Towards a generalized monaural and binaural auditory model for psychoacoustics and speech intelligibility
This work addresses the need for a combined auditory model for researchers in psychoacoustics and speech processing, but it is incremental as it builds upon existing monaural models with a simplified binaural stage.
The authors tackled the problem of integrating monaural and binaural auditory cues into a unified model for psychoacoustics and speech intelligibility, resulting in a 5-channel binaural matrix feature decoder that extends an existing monaural model and is evaluated on baseline experiments from the literature.

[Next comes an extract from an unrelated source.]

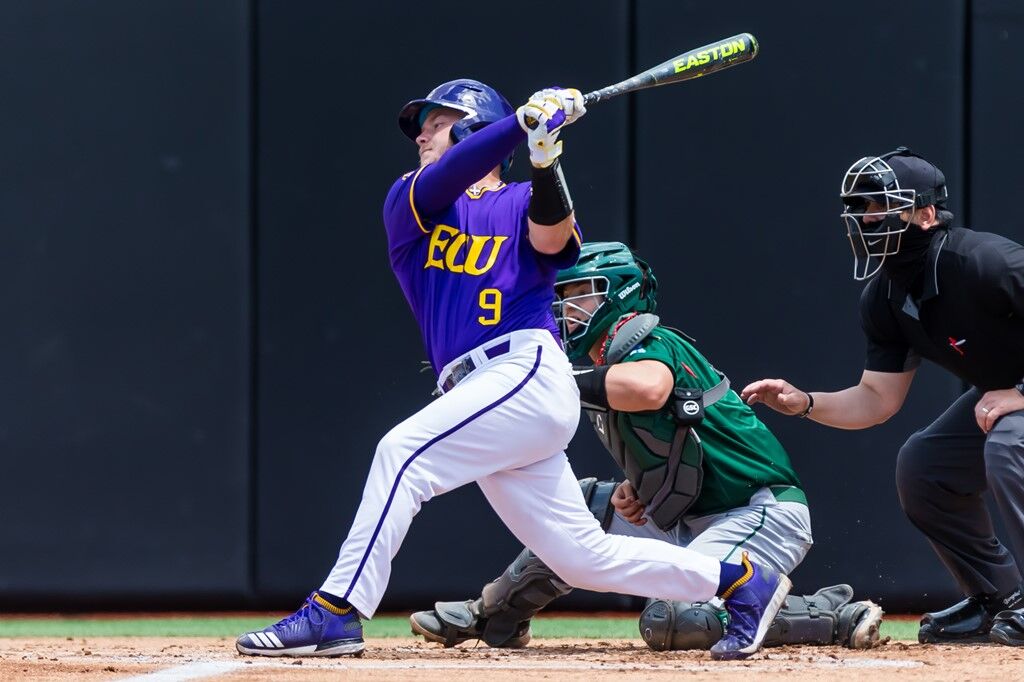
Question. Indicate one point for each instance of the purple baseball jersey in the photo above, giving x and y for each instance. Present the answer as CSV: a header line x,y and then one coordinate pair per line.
x,y
469,272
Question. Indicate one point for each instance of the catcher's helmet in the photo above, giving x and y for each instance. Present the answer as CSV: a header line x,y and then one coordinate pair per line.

Auditory perception involves cues in the monaural auditory pathways as well as binaural cues based on differences between the ears. So far auditory models have often focused on either monaural or binaural experiments in isolation. Although binaural models typically build upon stages of (existing) monaural models, only a few attempts have been made to extend a monaural model by a binaural stage using a unified decision stage for monaural and binaural cues. In such approaches, a typical prototype of binaural processing has been the classical equalization-cancelation mechanism, which either involves signal-adaptive delays and provides a single channel output or can be implemented with tapped delays providing a high-dimensional multichannel output. This contribution extends the (monaural) generalized envelope power spectrum model by a non-adaptive binaural stage with only a few, fixed output channels. The binaural stage resembles features of physiologically motivated hemispheric binaural processing, as simplified signal processing stages, yielding a 5-channel monaural and binaural matrix feature "decoder" (BMFD). The back end of the existing monaural model is applied to the 5-channel BMFD output and calculates short-time envelope power and power features. The model is evaluated and discussed for a baseline database of monaural and binaural psychoacoustic experiments from the literature.